15 kwietnia 2019 r. był dniem, który wstrząsnął nie tylko Paryżem. Wieczorem, około godziny dziewiętnastej, na dachu katedry Notre-Dame wykryto ogień. Pożar szybko rozprzestrzenił się, obejmując cały dach świątyni. Jednemu z najsłynniejszych zabytków świata groziła zagłada.
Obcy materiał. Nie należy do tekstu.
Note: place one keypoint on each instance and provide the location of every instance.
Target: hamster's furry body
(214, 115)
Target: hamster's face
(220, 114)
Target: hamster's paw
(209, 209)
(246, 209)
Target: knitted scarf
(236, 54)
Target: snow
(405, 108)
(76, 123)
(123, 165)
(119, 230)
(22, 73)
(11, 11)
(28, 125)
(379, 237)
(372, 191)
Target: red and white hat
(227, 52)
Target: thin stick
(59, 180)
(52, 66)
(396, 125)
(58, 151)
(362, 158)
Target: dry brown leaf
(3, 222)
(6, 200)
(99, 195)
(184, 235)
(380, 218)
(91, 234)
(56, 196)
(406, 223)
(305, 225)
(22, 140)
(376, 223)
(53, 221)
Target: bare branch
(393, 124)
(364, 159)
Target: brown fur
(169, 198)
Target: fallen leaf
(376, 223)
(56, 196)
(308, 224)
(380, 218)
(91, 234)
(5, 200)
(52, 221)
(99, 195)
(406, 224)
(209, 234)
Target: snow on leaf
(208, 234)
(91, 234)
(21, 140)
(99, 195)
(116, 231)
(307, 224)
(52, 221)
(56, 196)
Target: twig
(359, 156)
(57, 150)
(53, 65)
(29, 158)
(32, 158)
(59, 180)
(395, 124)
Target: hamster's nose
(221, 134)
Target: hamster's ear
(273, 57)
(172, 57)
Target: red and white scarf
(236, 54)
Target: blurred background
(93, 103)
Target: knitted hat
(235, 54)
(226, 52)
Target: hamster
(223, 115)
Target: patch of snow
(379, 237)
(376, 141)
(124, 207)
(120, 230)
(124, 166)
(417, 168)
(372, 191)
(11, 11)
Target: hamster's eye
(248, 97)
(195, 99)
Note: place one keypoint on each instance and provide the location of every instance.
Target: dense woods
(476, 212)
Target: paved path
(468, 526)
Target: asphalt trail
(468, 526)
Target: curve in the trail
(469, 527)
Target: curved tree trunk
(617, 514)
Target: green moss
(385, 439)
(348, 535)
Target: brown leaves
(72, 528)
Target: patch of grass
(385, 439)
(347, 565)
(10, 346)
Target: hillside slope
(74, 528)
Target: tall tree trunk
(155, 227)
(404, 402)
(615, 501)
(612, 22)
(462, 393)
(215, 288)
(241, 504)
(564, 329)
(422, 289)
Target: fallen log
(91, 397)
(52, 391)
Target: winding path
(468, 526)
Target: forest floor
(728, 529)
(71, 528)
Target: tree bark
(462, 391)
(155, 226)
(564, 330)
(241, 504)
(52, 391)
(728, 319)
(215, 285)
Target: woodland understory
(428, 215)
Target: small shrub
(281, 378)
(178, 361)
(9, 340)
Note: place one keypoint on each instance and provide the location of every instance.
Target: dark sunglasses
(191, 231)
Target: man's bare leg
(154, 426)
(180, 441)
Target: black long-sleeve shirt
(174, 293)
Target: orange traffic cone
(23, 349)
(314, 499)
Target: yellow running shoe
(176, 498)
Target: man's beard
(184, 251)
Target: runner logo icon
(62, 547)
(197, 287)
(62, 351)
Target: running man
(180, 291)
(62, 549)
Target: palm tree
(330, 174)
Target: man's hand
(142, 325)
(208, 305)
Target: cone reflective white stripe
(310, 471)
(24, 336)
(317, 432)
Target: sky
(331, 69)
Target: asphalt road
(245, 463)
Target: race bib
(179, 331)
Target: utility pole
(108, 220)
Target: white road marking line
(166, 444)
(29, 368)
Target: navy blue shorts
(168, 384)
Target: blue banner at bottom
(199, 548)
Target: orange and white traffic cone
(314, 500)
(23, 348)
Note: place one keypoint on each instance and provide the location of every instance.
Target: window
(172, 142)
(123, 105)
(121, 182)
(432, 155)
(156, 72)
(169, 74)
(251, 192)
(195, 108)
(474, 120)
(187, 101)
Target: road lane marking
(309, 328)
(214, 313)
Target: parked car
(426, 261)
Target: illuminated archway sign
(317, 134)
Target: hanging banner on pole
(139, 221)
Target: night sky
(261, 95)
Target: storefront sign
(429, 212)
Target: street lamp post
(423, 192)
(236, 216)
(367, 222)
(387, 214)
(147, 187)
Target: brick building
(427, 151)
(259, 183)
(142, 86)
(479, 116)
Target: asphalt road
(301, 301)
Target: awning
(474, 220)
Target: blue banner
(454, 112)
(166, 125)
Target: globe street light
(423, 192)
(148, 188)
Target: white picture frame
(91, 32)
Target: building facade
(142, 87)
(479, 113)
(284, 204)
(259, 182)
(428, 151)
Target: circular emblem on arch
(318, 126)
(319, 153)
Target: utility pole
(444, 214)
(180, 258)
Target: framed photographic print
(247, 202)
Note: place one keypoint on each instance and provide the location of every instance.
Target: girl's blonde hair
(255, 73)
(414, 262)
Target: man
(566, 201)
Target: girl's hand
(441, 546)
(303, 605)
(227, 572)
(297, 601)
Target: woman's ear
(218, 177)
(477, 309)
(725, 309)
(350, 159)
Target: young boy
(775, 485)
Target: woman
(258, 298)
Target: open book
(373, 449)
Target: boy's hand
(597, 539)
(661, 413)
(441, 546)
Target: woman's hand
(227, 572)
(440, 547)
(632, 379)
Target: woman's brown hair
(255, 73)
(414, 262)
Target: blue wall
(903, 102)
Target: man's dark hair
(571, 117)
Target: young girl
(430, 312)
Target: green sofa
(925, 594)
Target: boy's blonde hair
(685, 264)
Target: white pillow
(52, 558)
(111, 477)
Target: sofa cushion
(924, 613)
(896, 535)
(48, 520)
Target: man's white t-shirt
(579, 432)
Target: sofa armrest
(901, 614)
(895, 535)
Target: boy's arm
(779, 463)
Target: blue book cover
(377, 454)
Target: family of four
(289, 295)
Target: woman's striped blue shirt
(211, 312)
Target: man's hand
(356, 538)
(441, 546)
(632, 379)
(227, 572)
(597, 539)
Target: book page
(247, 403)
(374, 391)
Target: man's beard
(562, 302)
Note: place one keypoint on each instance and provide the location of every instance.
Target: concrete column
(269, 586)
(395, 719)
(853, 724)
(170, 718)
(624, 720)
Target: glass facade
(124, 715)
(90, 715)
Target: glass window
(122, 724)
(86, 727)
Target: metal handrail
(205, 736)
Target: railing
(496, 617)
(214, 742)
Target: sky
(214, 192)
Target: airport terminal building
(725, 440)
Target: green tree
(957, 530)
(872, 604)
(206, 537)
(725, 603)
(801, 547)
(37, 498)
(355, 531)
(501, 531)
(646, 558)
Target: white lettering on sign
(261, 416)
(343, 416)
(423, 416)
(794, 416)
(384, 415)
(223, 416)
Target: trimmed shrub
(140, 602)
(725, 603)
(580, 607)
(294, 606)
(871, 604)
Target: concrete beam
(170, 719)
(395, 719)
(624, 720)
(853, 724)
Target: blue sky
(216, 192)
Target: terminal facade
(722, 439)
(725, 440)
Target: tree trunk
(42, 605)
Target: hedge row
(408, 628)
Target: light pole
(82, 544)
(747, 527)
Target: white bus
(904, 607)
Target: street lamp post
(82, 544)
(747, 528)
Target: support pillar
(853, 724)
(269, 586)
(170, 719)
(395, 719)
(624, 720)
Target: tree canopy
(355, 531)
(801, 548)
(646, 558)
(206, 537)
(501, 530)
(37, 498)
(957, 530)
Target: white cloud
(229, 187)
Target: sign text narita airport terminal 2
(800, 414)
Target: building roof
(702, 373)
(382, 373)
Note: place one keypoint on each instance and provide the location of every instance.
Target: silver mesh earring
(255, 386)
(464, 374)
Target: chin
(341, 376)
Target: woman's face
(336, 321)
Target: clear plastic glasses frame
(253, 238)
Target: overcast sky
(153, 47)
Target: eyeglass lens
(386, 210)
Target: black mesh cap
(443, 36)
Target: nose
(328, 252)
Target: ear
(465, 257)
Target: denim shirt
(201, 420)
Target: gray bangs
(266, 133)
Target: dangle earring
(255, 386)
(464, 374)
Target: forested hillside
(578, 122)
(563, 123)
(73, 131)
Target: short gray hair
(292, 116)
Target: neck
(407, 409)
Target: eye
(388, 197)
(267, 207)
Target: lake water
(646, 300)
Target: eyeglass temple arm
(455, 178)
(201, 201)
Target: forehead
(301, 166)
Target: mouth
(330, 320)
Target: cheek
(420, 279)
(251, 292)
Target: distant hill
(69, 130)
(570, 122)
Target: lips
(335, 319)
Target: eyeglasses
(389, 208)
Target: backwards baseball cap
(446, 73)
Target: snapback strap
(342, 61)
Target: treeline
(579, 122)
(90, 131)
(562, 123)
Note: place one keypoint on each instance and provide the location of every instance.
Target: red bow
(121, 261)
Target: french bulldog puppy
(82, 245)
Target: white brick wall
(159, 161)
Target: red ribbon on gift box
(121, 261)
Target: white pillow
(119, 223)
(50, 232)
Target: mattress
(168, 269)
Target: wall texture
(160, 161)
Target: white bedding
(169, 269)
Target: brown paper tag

Akcja ratunkowa trwała cały wieczór i całą noc. Dopiero o czwartej nad ranem strażnicy ogłosili, że pożar został ugaszony. Chociaż zabytki znajdujące się wewnątrz katedry zostały w porę wyniesione i ocalały, zniszczenia i tak były ogromne. M.in. przepadł cały dach zbudowany z ośmiusetletnich dębów. Zawaliła się również charakterystyczna iglica z XIX wieku zbudowana według projektu architekta Eugene'a Viollet-le-Duca.

Odbudowa katedry Notre-Dame

Przywrócenie katedrze Notre-Dame jej poprzedniej świetności stało się dla Francji sprawą prestiżową. Prezydent Emmanuel Macron ogłosił, że świątynia zostanie ponownie otwarta dla zwiedzających już w 2024 r.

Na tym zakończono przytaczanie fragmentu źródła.